U.S. Army soldiers train on the Czech army’s Infantry Fighting Vehicle simulators, in Vyskov Military Academy, Czech Republic, May 29, 2016.

U.S. Army soldiers train on the Czech army’s Infantry Fighting Vehicle simulators, in Vyskov Military Academy, Czech Republic, May 29, 2016. U.S. Army photo by Sgt. Caitlyn Byrne

The Pentagon Is About to Launch A Big Database for Screening National Security Workers

The new DISS will merge two tools as part of the effort to reform the security clearance process.

The Pentagon next month is slated to launch one mega database for investigating the trustworthiness of personnel who could have access to federal facilities and computer systems.

The Defense Information System for Security, or DISS, will consolidate two existing tools used for vetting employees and job applicants. The reboot represents a reform spawned by leaks of classified data and shootings on military bases, Defense Department officials say.

DISS will provide “a common, comprehensive medium to request, record, document and identify personnel security actions," Aaron Siegel, alternate defense Federal Register liaison officer, said in a notification about the addition of the new system of records.

An older background check-management tool, the Joint Personnel Adjudication System, will move into DISS and take on a different acronym JVS, or the Joint Verification System.

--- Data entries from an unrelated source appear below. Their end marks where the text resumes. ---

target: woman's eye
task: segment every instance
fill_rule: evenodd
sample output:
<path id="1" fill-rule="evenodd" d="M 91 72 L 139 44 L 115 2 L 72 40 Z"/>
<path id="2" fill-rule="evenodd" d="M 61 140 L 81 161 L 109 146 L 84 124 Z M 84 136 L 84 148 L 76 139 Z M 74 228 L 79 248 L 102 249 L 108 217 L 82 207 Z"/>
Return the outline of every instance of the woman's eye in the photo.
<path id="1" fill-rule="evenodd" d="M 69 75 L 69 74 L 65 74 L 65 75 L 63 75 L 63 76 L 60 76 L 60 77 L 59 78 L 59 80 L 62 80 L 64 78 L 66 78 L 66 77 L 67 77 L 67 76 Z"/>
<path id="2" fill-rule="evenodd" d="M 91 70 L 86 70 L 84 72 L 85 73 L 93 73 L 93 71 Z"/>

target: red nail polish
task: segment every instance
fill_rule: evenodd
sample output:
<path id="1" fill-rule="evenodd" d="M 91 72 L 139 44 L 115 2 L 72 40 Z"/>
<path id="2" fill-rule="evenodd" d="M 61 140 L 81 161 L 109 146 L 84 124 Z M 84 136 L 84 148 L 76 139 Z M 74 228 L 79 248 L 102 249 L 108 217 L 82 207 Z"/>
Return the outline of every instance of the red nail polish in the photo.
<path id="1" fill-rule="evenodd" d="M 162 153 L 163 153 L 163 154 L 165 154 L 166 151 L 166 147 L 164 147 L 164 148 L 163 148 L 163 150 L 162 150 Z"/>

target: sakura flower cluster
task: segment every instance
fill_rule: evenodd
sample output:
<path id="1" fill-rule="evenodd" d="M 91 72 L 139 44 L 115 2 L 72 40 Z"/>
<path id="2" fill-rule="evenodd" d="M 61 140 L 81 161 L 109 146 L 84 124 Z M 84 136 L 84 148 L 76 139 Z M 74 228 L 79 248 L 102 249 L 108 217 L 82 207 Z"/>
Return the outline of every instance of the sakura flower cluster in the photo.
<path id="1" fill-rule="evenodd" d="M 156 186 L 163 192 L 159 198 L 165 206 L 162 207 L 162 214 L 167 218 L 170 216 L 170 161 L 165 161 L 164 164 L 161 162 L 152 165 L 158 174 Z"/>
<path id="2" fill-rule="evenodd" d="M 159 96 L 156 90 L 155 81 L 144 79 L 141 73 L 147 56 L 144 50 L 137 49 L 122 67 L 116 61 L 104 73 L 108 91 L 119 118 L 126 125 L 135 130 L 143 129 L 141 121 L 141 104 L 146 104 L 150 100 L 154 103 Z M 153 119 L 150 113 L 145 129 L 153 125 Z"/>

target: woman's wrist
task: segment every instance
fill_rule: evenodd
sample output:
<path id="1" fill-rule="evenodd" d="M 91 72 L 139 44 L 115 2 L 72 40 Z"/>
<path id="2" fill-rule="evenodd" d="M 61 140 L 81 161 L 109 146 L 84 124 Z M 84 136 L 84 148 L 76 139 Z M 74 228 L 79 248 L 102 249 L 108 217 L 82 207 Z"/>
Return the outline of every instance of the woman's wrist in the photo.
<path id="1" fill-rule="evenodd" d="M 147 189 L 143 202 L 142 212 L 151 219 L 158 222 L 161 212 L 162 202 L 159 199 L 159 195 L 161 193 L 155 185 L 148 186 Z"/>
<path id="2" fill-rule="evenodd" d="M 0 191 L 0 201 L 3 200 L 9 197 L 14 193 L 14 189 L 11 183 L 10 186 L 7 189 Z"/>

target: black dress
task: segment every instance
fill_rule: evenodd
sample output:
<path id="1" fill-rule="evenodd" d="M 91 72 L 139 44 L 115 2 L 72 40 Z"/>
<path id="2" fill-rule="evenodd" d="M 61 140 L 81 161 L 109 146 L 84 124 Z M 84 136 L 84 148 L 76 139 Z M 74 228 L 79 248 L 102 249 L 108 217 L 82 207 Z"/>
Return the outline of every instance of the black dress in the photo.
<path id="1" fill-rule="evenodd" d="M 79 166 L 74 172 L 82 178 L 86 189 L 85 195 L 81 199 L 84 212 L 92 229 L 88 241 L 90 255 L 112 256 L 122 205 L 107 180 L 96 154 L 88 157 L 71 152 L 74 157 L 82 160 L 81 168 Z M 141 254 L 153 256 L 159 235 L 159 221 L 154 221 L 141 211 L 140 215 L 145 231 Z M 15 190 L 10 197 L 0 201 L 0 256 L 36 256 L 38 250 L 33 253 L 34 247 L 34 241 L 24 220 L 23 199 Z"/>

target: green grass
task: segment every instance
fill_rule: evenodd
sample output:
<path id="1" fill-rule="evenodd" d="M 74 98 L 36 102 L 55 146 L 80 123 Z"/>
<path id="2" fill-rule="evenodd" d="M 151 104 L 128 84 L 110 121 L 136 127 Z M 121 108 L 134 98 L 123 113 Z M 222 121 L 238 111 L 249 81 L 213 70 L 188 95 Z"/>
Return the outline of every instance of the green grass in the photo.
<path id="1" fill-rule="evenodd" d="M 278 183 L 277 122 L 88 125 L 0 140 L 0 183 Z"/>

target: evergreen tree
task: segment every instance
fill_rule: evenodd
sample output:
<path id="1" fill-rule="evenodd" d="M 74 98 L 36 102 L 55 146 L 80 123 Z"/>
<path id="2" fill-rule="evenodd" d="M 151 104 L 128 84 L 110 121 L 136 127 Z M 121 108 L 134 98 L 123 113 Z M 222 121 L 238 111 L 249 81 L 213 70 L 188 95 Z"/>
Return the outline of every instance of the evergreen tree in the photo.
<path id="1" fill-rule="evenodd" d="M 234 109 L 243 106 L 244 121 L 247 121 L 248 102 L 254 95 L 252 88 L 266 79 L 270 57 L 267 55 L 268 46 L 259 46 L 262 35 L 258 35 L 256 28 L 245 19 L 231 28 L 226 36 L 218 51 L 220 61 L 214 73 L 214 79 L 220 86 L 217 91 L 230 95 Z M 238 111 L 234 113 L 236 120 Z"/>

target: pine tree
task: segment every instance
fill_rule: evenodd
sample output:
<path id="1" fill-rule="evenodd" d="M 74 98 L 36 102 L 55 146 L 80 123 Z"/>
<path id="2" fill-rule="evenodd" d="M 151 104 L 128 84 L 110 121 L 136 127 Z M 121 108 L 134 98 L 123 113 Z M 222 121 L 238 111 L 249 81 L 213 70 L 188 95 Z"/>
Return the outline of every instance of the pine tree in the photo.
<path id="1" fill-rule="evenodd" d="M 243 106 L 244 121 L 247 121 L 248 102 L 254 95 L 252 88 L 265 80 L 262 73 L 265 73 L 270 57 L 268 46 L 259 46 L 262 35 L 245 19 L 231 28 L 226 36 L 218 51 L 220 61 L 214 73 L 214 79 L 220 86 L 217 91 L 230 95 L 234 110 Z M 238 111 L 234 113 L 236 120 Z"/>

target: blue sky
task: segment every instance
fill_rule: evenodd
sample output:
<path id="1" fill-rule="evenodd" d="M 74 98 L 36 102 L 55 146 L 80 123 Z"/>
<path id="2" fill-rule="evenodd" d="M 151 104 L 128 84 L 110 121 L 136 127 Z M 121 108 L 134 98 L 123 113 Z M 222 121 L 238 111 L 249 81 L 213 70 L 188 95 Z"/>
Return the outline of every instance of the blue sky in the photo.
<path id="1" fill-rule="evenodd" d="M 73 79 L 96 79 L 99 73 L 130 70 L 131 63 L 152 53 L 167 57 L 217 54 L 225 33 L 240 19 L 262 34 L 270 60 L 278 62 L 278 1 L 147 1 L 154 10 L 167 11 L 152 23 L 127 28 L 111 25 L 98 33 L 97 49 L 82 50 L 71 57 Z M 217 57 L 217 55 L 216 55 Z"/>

The current Case Adjudication Tracking system, or CATS, which shares completed investigations with other agencies, also will sit inside the application bundle.

The musical chairs is "part of the effort to reform the security clearance process within the federal government," according to the Defense Personnel and Security Research Center website.

DISS will track decisions about an individual’s eligibility to handle classified materials and fitness for employment, as well as suitability to enter government buildings and computer networks, Siegel says.

The system also will aid with the "support of continuous evaluation and insider threat detection, prevention and mitigation activities," he says.

Continuous evaluation relies on automated data checks, rather than the traditional method of re-investigating employees every five years.

If all goes according to plan, DISS should interface with a new, massive information-sharing hub designed to flag potential traitors and other “insider threats.” Both systems are key to continuous evaluation.

DISS is expected to ping the hub for threat monitoring, a practice that exploits, among other profiling techniques, cybervetting. The research center considers that term to mean checking blogs, social media sites, and other Internet-based sources.

An agency or contractor that has hired a security-clearance holder can keep an eye on the employee's activities using DISS, Siegel explains in the notification. The White House also can take a peek to assess potential administration appointees.

In addition, U.S. Citizenship and Immigration Services can look inside for "use in alien admission and naturalization inquiries," Siegel says.

And records in the database can be searched during authorized counterintelligence activities to enforce laws that protect U.S. national security.

DISS is expected to go online July 16, pending a comment period that ends July 15.

Last summer, the Pentagon temporarily unplugged JPAS as a precaution, after a historic breach of 21.5 million background check records. A vulnerability in an Office of Personnel Management tool that links to the system was discovered during a probe of the hack.